= Bárbula Tunnel =

Bárbula Tunnel (Spanish: Túnel de Bárbula) is a partly-constructed railway tunnel in Venezuela. It is between Las Trincheras and Naguanagua in Carabobo state.
The tunnel has a length of 7.8 km (4.8 mi), which makes it the longest in South America.

The tunnel is part of a projected line between the sea port city of Puerto Cabello, Carabobo State, and the crossroads town of La Encrucijada, Aragua State. Tunnels are required to provide a low gradient route through the mountains of the Venezuelan Coastal Range.
Bárbula Tunnel takes its name from Bárbula, a locality near Naguanagua.

==Geology==
Granitic rocks are typical of the geology of the area, but clay and alluvium, requiring special ground improvement, have been described as being characteristic of the tunnel.

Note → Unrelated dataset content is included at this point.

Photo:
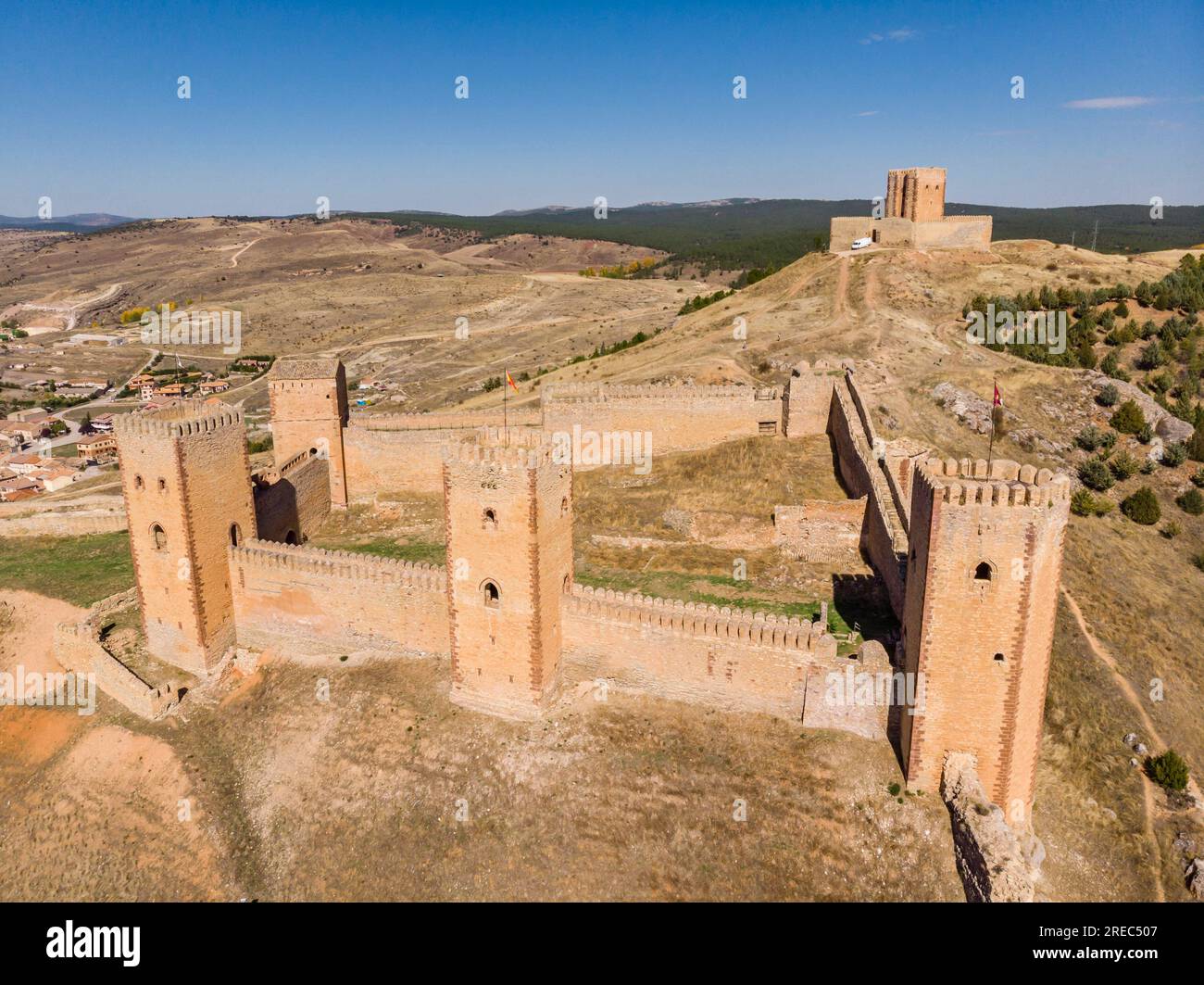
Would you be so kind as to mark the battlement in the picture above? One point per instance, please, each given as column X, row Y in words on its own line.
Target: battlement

==History of the project==
In the 19th century the Puerto Cabello and Valencia Railway was built along a similar route between Valencia and the coast. By following a river, the engineers were able to keep the tunnels on this line short, but they felt obliged to use a rack section to deal with the difficult gradients near Bárbula. The railway closed after World War II and traffic moved to road.

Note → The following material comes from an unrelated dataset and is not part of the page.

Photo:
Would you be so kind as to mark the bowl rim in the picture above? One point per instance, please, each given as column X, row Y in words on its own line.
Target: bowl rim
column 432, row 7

Interest in railways revived in the country in the late 20th century. A Metro was constructed in Caracas and work was done on a commuter line between Caracas (Libertador Simón Bolívar Terminal) and Cúa

===Financial problems===
Completion of the line was scheduled for 2010.
In 2016 a report relating to the Italian-based construction firm Salini Impregilo described work on the project as "irregular and marked by slow payments by the client as a result of the country’s poor economic conditions, mainly related to the drop in the price of oil."